Shakespeare’s Collaborative writing
The predominant view among scholars is that
Shakespeare “worked alongside fellow professionals” in a collaborative writing
environment. Or as one person put it “The best analogy is of a team
of script writers working on a film or TV series. Shakespeare, Marlowe and
an actor (for example, Will Kemp) would get together down the tavern and
thrash out a scene, testing lines of verse, entrances and exits, working
out blocking with coins on the tavern table”. Another writer sums it as “… all
the historical, literary (and these days computational) evidence
points to the fact that Shakespeare’s plays were written in collaboration by a
group of writers and actors working together to develop pieces of commercial
drama”.
Yet,
even if the evidence of collaboration were fully accepted, the assertion of
“working alongside” is a supposition relying on an accepted premise that
best fits the Stratfordian model. What it may as likely indicate is a weakness
in hypothesis generation, for can there not be other ways of collaboration than
by face-to-face gatherings?
I’m
currently reading Shakespeare’s Literary Authorship by Patrick Cheney
and have found it to be one of the most insightful books I’ve ever read,
showing how he and some other noted scholars are just now piecing
together some highly nuanced hidden allusions with the Shakespeare works. He
shows how Shakespeare went to great pains to write anonymously, even
(“in a collaborative production”). On page 40 he says “We discover a rare
instance in which this author resists the material conditions of the
collaborative theatre so prominently emphasized in recent Shakespearean
criticism”.
If
so, then how could so many researchers have assumed otherwise? Perhaps it is
because they think of Shakespeare as a typical playwright as far as his
life and motives are concerned, though they endow with an exceptional imagination
and with knack for turning a phrase. But consider that Shakespeare, the
author, wasn’t typical or average, but a master craftsman of all aspects of
writing wherein only another master craftsman could perceive his many
Tiffany touches. This is the picture coming from Cheney’s book. If so, another
hypothesis explaining some of the seeming hands of other (co-author)
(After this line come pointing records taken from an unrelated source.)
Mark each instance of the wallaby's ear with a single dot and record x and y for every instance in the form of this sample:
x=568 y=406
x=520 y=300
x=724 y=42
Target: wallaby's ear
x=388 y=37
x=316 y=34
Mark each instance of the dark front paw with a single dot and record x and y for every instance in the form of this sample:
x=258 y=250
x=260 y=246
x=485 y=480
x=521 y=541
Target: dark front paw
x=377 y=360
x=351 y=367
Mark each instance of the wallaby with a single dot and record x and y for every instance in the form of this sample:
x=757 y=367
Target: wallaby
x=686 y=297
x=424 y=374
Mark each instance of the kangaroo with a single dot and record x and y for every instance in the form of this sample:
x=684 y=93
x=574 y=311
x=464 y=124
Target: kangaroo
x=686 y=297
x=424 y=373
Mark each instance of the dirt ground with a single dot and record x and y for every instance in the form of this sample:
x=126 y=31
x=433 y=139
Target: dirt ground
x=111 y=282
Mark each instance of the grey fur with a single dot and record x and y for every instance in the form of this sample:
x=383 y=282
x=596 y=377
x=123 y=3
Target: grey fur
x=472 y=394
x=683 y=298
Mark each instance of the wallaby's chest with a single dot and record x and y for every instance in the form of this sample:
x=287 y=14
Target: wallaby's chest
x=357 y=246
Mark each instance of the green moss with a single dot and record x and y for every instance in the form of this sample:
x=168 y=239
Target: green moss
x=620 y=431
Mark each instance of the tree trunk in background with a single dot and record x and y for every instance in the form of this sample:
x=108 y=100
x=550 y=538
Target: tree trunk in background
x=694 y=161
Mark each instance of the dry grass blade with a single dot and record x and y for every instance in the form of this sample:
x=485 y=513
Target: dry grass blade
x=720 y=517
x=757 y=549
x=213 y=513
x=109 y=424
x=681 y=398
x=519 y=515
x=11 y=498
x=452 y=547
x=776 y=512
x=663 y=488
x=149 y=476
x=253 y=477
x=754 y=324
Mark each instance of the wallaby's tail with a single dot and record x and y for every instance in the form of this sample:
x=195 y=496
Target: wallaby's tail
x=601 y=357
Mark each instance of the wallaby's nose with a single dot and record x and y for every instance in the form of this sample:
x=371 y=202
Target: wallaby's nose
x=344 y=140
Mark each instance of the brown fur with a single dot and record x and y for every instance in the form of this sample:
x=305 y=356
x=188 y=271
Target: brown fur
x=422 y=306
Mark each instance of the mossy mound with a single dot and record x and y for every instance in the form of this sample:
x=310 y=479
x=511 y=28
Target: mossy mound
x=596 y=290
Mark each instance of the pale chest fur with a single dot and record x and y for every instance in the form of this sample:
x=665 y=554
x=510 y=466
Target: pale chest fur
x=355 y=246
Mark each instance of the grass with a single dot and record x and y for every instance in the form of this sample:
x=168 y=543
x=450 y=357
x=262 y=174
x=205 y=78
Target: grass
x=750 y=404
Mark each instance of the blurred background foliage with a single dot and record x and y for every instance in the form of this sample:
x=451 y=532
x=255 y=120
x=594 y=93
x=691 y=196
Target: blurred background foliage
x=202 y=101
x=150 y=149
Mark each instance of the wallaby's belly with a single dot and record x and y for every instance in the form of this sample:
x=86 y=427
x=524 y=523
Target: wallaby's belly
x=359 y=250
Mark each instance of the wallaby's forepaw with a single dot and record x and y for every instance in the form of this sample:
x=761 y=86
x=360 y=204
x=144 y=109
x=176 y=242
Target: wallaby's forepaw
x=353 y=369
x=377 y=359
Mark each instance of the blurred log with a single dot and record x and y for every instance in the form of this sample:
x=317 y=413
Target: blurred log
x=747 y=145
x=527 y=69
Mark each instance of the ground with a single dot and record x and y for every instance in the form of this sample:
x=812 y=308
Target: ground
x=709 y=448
playwrights in Shakespeare plays is that he could have imitated the styles
of others when it suited his purpose. We know that he imitated other
writers and used their plots, songs, phrases, etc. Then it’s only another
step to conceive that he also imitated their styles, and that, unlike lesser
writers, he didn’t have one style of writing that can always be
distinguished from another.
For
support, there is the recognition by experts that “Shakespeare rather than
Spenser…[possessed] the final consummation of all the potentialities of
English” [p. 285 in Shakespeare and Spenser, Watkins, 1950. Also in this
book “… each poet alters diction and syntax according to the effect he
desires [ 267]”; and “Like Shakespeare, he has range and variety; he is
master of more than one style”; and so we can see that like Spenser he
would be able produce “… a pattern of intricate verbal sounds so skillful that
only careful analysis would reveal it”. So if his purpose required it he could
alter his style “... depending on the effect which he seeks [p. 288]”.
This is why “His whole method in Coriolanus differs from that in Antony
and Cleopatra [p. 288].” Now, Watkins wasn’t speaking precisely about all
the varieties of styles examined in
stylometric analysis, but the basic argument needs to be considered. This is
especially the case knowing as we do that Shakespeare was a master craftsman of
grammar, logic, and rhetoric who “… has mastery and easy control over his
medium quite beyond the ordinary.” (Shakespeare’s Use of The Arts of
Language, Sister Miriam Joseph, 1947.
Consider
then that if Shakespeare liked the
particular effect that another playwright achieved in some other work, that he
could have imitated it for a particular scene or Act or passage. And in cases
where the collaboration still seems more likely, that this co-authoring didn’t
necessarily happen face-to-face.
Though
this touches on the argument of stylometrics I haven’t yet had the opportunity
to read about this topic in the two Shakespeare Beyond Doubt books. I
may have more to say on it after I have.